How can I proceed here?

Answer 1

First, observe that, for all $a, b \in \mathbb{Z}$, the polynomial $X^{2} +a X +b \in \mathbb{Z}[X]$ has integer roots if and only its discriminant $\Delta = a^{2} -4 b$ is the square of an integer:

• if there exists $\delta \in \mathbb{Z}$ such that $\Delta = \delta^{2}$, then $\delta$ and $a$ have the same parity since they both have the same parity as $\Delta$, and hence the roots $x_{1} = \frac{a -\delta}{2}$ and $x_{2} = \frac{a +\delta}{2}$ of this polynomial are integers;
• Conversely, if this polynomial has integer roots $x_{1}, x_{2}$ (repeated according to their multiplicities), then $\Delta = \left( x_{1} -x_{2} \right)^{2}$ is the square of an integer.

Let $b \geq 1$ be an integer. Define $$S(b) = \left\lbrace a \in \mathbb{Z}_{\geq 0} : \exists \delta \in \mathbb{Z}, \, a^{2} -4 b = \delta^{2} \right\rbrace \, \text{,}$$ so that $N(b) = \left\lvert S(b) \right\rvert$ by the discussion above. Let us describe this set $S(b)$.

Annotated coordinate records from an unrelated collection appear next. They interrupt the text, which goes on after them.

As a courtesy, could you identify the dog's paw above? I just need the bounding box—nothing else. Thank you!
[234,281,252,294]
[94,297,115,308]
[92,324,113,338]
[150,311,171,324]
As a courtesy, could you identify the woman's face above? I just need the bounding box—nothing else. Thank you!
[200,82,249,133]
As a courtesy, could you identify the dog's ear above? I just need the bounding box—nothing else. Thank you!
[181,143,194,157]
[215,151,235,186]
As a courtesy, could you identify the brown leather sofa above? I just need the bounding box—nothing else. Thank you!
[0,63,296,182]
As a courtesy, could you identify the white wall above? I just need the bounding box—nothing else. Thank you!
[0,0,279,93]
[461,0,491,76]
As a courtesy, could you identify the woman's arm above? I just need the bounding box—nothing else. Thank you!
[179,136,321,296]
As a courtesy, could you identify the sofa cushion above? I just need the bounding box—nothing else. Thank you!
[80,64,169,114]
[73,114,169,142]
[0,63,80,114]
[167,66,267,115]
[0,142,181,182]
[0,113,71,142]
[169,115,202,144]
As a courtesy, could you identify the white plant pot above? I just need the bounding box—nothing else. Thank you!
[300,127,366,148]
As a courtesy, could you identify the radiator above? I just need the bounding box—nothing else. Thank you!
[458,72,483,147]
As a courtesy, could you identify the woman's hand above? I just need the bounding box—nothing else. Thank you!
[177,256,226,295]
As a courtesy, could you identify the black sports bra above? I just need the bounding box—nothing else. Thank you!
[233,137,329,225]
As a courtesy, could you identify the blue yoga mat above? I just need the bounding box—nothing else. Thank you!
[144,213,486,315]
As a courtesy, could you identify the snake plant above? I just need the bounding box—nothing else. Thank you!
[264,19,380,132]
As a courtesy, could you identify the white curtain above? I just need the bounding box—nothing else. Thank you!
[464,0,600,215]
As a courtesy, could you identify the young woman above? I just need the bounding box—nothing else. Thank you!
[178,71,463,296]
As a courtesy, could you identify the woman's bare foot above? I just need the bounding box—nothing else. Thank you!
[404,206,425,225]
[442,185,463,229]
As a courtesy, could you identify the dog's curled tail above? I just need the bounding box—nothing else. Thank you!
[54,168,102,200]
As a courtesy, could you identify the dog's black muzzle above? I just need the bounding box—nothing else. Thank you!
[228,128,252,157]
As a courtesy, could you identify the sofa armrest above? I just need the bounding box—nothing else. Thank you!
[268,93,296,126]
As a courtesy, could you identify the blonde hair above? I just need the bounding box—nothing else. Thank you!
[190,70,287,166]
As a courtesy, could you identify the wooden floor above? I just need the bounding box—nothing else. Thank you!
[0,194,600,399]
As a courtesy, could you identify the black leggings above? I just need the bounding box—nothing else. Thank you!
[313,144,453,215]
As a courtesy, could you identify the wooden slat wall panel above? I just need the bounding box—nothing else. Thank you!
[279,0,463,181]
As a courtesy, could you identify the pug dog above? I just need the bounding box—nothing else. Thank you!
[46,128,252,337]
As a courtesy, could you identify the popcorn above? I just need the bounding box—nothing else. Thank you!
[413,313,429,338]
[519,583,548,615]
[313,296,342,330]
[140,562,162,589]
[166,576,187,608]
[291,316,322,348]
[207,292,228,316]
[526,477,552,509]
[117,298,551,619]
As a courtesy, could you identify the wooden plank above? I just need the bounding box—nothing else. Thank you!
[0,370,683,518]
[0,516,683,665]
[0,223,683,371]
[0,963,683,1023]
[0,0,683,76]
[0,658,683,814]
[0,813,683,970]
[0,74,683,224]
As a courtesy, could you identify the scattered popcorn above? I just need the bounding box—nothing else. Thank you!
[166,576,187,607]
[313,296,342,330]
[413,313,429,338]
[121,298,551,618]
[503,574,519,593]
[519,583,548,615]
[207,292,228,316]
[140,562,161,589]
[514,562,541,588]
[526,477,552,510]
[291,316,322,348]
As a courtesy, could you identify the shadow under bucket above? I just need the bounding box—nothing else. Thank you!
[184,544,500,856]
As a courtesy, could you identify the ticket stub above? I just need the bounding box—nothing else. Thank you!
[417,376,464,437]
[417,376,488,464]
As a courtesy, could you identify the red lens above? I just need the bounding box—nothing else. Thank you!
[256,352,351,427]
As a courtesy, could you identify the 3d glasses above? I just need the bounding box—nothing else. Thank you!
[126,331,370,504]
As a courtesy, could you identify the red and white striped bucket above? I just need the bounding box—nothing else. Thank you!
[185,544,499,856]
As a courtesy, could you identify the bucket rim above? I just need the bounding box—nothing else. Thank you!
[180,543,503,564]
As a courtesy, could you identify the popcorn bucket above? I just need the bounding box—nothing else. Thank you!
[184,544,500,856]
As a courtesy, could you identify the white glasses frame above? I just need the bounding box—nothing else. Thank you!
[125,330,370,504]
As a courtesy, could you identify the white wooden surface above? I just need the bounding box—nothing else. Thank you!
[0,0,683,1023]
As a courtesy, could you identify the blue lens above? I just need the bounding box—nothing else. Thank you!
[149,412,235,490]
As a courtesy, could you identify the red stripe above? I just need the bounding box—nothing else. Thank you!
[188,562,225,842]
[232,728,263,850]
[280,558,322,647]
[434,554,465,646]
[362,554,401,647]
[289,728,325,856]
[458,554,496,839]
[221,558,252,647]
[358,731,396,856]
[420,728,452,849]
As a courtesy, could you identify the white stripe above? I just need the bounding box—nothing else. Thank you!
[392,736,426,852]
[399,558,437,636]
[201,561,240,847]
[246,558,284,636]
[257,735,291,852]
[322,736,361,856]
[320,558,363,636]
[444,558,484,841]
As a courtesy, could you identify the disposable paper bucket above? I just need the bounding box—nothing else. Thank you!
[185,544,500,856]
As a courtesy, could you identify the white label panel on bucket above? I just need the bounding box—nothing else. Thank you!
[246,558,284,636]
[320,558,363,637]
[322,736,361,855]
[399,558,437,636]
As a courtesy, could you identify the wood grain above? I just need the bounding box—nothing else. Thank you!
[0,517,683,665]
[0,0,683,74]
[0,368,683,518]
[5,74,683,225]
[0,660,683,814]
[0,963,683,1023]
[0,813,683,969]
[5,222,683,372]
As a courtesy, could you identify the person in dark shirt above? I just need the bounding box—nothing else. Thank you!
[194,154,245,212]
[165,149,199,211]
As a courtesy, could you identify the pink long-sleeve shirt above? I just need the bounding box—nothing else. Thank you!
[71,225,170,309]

• Suppose that $a \in S(b)$. There exists $\delta \in \mathbb{Z}$ such that $a^{2} -4 b = \delta^{2}$. Then $a$ and $\delta$ have the same parity, and hence $a -\delta$ and $a +\delta$ are both even. Moreover, we have $\left( \frac{a -\delta}{2} \right) \left( \frac{a +\delta}{2} \right) = b$. Therefore, there exists a divisor $d$ of $b$ such that $\frac{a -\delta}{2} = d$ and $\frac{a +\delta}{2} = \frac{b}{d}$, and we have $a = d +\frac{b}{d}$, which also shows that $d$ is positive.
• Conversely, suppose that there exists a positive divisor $d$ of $b$ such that $a = d +\frac{b}{d}$. Then we have $a^{2} -4 b = \left( d -\frac{b}{d} \right)^{2}$, and hence $a \in S(b)$.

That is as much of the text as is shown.